Charles Edward Hubbard was born on 23 May 1900 in Appleton, a hamlet on the Sandringham Estate in Norfolk, where his father, also named Charles Edward Hubbard, was the head gardener at Appleton House to Maud of Wales, the Queen of Norway. He was schooled at Sandringham, and at King Edward VII Grammar School in King's Lynn, before joining the staff of the Royal Gardens at Sandringham in 1916. During his time there, he also spent five months at the Bygdøy Royal Estate near Oslo, and served for seven months in the Royal Air Force.

===Kew Gardens===
In April 1920, Hubbard left the Sandringham Estate to join the Royal Botanic Gardens, Kew, initially working in the temperate house and arboretum. In September 1922, he gained a position in the herbarium, working at first under Stephen Troyte Dunn, and later under Otto Stapf. Hubbard published his first scientific paper in 1925, describing two new species in the genus Stipa. In 1927, he married Madeleine Grace Witham, with whom he fathered a son, John.

At the request of the Government of Queensland, Hubbard travelled to Australia in 1930, in exchange for the Australian botanist W. D. Francis, who spent a year at Kew. He visited the herbaria in Sydney, Melbourne, Adelaide and Perth, as well as examining every grass specimen in the Queensland Herbarium in Brisbane. He carried out field work around Rockhampton and the Fitzroy River in central Queensland, accumulating 15,000 specimens.

During the Second World War, the Kew Herbarium was evacuated to Oxford and Hubbard moved with it, keeping his British herbarium at 9 Crick Road, the former residence of George Claridge Druce, while the Kew Herbarium was housed in the basement of the Bodleian Library.

On 1 October 1957, Hubbard was promoted to Keeper of the Herbarium and Library at Kew, and rose to deputy director in April 1959. His first wife died in 1961. and in 1963, Hubbard married Florence Kate Hubbard, his second cousin by marriage. On 30 November 1965, he retired and moved to Hampton, Middlesex, close to Kew. He died on 8 May 1980.

==Works==

Hubbard published a long series of scientific articles, chiefly on the grasses of Europe and tropical Africa, but also covering the grasses of the West Indies, Mauritius, British Malaya, and Fiji. He edited the exsiccata work Gramineae Britannicae exsiccatae ex herbario Kewensi distributae.
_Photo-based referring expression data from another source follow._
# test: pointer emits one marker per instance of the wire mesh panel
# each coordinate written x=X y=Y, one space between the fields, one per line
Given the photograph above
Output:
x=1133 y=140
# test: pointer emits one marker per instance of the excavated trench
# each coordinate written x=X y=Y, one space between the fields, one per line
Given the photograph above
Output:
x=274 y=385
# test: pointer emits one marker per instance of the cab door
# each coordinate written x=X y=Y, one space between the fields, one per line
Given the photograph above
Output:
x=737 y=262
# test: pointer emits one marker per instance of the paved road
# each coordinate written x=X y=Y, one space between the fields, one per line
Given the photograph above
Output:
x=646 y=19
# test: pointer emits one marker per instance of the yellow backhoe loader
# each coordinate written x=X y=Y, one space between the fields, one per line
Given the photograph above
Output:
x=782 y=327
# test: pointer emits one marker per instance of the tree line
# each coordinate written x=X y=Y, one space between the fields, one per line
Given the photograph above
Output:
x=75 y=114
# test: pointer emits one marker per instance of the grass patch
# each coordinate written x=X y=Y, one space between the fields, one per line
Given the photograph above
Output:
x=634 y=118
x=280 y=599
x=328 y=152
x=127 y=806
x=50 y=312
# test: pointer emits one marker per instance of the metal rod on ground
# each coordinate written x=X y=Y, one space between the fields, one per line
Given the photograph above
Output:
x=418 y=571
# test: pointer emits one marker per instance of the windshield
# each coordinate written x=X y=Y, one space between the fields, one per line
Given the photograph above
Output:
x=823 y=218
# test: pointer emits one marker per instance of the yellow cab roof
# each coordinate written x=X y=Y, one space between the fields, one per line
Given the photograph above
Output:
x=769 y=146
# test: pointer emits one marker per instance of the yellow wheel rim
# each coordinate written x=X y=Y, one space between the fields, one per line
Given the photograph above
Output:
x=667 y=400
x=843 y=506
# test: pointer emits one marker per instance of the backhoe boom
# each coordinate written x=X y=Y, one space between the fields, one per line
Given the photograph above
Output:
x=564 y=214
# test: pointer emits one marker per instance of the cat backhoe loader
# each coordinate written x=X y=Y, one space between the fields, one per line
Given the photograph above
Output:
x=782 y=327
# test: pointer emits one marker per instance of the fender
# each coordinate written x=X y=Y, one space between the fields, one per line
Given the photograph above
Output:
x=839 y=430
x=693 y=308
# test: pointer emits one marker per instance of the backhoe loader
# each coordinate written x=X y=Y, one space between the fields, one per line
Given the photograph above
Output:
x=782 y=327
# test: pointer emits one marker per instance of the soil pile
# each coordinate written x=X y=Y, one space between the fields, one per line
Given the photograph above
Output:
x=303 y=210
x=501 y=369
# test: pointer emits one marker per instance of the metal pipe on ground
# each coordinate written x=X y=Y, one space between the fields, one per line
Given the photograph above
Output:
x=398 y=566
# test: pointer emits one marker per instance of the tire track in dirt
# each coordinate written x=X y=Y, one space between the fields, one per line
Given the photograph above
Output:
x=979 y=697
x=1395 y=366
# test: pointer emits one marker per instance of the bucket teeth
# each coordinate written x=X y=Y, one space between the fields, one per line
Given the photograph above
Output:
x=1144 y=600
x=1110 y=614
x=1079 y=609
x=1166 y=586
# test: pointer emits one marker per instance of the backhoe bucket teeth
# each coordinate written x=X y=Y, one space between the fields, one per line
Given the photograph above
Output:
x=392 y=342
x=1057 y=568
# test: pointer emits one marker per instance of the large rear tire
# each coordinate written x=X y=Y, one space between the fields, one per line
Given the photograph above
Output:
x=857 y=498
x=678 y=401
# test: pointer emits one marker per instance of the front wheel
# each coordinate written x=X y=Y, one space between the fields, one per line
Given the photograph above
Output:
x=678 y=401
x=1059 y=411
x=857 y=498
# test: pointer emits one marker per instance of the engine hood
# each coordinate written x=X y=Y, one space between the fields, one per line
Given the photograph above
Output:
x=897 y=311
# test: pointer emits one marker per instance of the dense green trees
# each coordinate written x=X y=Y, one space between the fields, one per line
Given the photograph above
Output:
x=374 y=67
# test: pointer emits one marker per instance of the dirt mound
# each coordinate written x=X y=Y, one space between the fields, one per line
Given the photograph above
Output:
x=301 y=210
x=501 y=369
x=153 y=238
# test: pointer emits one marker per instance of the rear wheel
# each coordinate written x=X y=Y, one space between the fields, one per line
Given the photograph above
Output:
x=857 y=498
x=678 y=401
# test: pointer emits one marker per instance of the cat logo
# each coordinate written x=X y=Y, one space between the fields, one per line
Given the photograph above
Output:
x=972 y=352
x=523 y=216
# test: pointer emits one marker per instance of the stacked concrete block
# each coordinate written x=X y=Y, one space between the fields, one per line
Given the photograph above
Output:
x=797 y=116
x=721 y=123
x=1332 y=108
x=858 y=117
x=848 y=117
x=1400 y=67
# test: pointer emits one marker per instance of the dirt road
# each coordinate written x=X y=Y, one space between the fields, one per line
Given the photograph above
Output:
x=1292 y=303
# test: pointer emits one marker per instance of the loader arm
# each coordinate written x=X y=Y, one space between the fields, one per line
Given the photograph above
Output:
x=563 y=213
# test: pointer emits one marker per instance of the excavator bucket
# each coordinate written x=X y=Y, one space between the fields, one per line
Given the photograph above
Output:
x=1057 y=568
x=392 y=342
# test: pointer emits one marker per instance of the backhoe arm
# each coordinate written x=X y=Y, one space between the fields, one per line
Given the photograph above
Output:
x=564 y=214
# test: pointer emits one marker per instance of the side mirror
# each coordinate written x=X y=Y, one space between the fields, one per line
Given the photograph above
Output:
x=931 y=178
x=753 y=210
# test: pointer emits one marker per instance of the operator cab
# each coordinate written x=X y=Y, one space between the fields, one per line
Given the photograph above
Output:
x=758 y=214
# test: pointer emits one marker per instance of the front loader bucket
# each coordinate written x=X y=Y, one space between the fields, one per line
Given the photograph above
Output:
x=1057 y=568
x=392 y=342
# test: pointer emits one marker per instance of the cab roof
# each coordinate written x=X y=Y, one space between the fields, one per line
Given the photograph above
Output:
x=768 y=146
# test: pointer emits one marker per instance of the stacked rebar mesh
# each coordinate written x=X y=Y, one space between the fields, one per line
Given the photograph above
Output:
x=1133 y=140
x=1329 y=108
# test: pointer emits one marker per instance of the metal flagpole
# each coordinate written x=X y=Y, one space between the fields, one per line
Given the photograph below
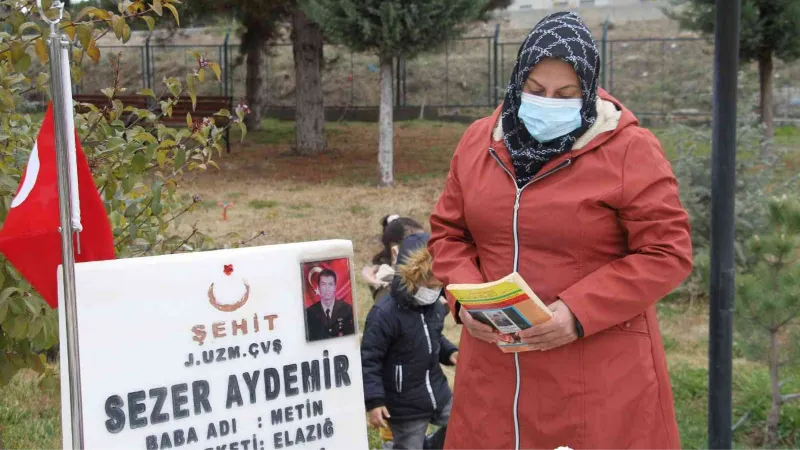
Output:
x=723 y=174
x=58 y=43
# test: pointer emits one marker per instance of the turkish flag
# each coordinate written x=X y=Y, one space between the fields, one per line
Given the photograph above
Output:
x=30 y=237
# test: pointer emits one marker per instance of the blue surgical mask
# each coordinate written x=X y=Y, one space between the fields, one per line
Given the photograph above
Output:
x=550 y=118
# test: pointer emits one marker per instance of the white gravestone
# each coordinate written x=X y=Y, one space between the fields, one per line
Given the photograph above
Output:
x=210 y=351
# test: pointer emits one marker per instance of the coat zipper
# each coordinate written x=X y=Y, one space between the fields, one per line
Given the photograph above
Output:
x=430 y=352
x=398 y=378
x=566 y=163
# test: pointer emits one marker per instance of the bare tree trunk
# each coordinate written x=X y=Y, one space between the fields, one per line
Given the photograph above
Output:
x=255 y=83
x=765 y=75
x=775 y=414
x=310 y=111
x=385 y=153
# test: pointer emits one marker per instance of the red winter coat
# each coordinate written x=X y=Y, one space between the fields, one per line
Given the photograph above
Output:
x=601 y=228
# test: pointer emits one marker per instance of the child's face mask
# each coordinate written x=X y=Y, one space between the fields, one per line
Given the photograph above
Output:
x=427 y=296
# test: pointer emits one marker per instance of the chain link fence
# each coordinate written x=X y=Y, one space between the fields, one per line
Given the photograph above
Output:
x=655 y=77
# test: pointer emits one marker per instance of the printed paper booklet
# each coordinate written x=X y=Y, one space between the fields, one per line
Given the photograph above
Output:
x=508 y=305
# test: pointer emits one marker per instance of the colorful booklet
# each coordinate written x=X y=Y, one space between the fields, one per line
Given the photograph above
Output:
x=508 y=305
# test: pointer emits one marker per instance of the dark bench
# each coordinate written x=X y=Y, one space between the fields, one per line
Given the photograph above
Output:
x=207 y=107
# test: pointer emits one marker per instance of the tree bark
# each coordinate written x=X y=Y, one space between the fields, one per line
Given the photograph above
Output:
x=765 y=75
x=307 y=43
x=255 y=82
x=385 y=152
x=775 y=413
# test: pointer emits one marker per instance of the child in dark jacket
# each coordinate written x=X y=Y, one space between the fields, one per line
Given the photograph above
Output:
x=402 y=349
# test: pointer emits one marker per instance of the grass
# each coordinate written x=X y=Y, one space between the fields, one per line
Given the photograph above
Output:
x=262 y=204
x=334 y=196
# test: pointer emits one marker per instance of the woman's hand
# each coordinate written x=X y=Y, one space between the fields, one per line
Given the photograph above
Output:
x=481 y=331
x=378 y=416
x=559 y=330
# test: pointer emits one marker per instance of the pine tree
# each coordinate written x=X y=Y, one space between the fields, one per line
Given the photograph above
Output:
x=768 y=301
x=392 y=29
x=769 y=30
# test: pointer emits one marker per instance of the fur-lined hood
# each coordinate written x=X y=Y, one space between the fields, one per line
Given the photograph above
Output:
x=414 y=269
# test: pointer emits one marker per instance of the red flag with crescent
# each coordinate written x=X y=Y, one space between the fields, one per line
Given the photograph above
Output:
x=30 y=237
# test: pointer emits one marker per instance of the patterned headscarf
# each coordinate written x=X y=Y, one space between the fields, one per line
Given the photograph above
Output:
x=561 y=36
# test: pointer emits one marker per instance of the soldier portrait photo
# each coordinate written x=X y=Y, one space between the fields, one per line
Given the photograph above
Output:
x=328 y=299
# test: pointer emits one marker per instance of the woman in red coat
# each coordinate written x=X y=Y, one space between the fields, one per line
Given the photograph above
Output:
x=563 y=186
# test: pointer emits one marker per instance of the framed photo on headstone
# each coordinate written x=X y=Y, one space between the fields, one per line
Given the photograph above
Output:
x=210 y=350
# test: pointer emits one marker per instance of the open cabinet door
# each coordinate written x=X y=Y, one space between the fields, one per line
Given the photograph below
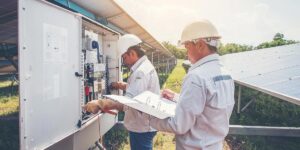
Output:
x=49 y=56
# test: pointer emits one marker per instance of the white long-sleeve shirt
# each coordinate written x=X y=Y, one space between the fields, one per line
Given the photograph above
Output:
x=204 y=107
x=143 y=77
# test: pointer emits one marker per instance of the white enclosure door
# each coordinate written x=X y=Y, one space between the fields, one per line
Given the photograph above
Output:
x=49 y=56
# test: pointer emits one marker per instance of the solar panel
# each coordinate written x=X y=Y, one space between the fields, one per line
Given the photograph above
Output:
x=275 y=71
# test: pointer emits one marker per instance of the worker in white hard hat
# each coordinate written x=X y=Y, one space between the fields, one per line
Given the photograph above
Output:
x=206 y=100
x=143 y=77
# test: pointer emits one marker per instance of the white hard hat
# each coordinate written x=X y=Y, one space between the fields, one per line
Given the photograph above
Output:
x=197 y=30
x=127 y=41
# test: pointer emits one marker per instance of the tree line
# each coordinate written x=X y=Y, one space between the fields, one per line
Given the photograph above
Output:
x=228 y=48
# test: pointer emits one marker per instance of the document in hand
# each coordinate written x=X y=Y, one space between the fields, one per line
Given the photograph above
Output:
x=149 y=103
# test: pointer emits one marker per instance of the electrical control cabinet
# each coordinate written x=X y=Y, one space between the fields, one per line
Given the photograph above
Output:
x=65 y=61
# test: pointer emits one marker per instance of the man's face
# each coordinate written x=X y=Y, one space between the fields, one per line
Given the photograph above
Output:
x=129 y=58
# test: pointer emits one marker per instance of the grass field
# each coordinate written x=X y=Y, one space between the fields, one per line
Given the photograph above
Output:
x=9 y=121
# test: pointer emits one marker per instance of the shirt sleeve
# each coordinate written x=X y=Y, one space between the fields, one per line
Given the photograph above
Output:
x=191 y=104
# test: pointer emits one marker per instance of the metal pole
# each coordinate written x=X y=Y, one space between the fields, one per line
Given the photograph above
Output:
x=239 y=99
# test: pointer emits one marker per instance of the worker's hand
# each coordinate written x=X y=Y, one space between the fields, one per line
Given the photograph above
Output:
x=104 y=105
x=119 y=85
x=92 y=106
x=168 y=94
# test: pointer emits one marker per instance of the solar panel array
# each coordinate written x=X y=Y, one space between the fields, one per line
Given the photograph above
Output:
x=275 y=71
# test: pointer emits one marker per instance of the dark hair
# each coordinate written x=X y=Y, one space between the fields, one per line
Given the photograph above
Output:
x=138 y=49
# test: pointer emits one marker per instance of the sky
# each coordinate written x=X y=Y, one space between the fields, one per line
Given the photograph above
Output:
x=248 y=22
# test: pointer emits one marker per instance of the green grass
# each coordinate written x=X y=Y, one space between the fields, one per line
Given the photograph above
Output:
x=9 y=122
x=265 y=111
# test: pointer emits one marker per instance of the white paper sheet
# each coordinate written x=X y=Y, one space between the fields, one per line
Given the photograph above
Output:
x=149 y=103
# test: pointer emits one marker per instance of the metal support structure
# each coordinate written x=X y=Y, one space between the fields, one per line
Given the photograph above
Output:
x=239 y=99
x=253 y=130
x=152 y=57
x=264 y=131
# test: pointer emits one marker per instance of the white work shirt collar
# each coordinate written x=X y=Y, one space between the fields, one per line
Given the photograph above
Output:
x=138 y=63
x=206 y=59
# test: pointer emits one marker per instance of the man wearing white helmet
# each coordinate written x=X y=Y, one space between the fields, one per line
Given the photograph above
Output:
x=143 y=77
x=206 y=100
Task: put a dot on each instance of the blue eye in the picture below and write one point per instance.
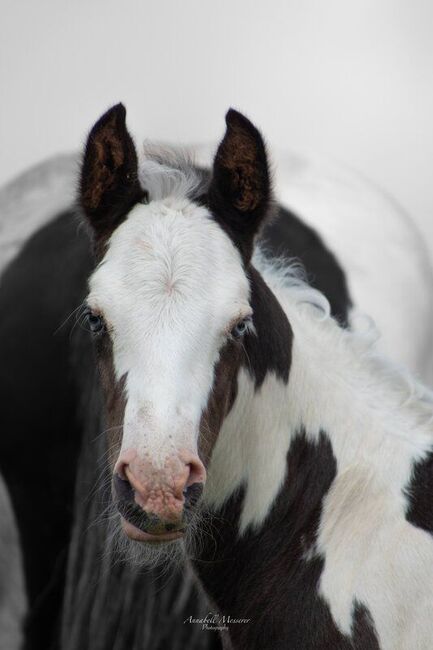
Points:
(95, 322)
(241, 328)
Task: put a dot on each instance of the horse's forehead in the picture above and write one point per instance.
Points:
(170, 253)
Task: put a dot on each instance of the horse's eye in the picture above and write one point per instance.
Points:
(241, 328)
(95, 322)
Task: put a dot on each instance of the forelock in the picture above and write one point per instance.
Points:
(170, 172)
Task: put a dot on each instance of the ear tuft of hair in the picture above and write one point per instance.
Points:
(240, 190)
(109, 184)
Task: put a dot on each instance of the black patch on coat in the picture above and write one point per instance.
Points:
(420, 494)
(288, 237)
(263, 575)
(270, 347)
(41, 431)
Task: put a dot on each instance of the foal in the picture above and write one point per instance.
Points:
(290, 462)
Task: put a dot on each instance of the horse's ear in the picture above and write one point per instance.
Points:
(109, 184)
(240, 189)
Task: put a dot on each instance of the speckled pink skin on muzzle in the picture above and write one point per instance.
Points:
(155, 501)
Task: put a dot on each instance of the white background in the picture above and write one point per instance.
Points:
(351, 80)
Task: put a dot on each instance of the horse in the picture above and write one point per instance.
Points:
(222, 526)
(287, 458)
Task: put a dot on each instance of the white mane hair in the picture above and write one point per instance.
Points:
(288, 276)
(169, 172)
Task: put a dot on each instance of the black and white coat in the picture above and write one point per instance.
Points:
(321, 467)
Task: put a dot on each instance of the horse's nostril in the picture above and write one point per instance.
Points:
(123, 489)
(192, 494)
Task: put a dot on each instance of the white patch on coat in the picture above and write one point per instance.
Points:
(380, 249)
(168, 286)
(379, 422)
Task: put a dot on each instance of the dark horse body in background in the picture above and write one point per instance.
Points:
(52, 456)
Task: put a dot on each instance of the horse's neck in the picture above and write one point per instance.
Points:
(337, 391)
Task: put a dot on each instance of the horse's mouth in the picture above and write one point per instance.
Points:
(139, 535)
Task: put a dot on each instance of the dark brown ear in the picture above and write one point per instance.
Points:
(240, 189)
(109, 184)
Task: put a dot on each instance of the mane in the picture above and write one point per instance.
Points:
(170, 172)
(359, 344)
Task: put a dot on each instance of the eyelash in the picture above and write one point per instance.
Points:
(95, 322)
(241, 328)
Hubbard is perhaps better remembered for his popular science book Grasses: a Guide to their Structure, Identification, Uses and Distribution in the British Isles, published in 1954, with a second edition following in 1968.

==Accolades==
Hubbard was the recipient of a number of awards, including the OBE (1954), CBE (1965), the Linnean Gold Medal (1967) and the Veitch Memorial Medal (1970). He was awarded a D.Sc. degree honoris causa by the University of Reading (1960).

A number of botanical names commemorate Hubbard, including Acacia hubbardiana, Digitaria hubbardii, Hubbardochloa (and thus also the subtribe Hubbardochloinae), Hubbardia (and thus also the tribe Hubbardieae) and Pandanus hubbardii.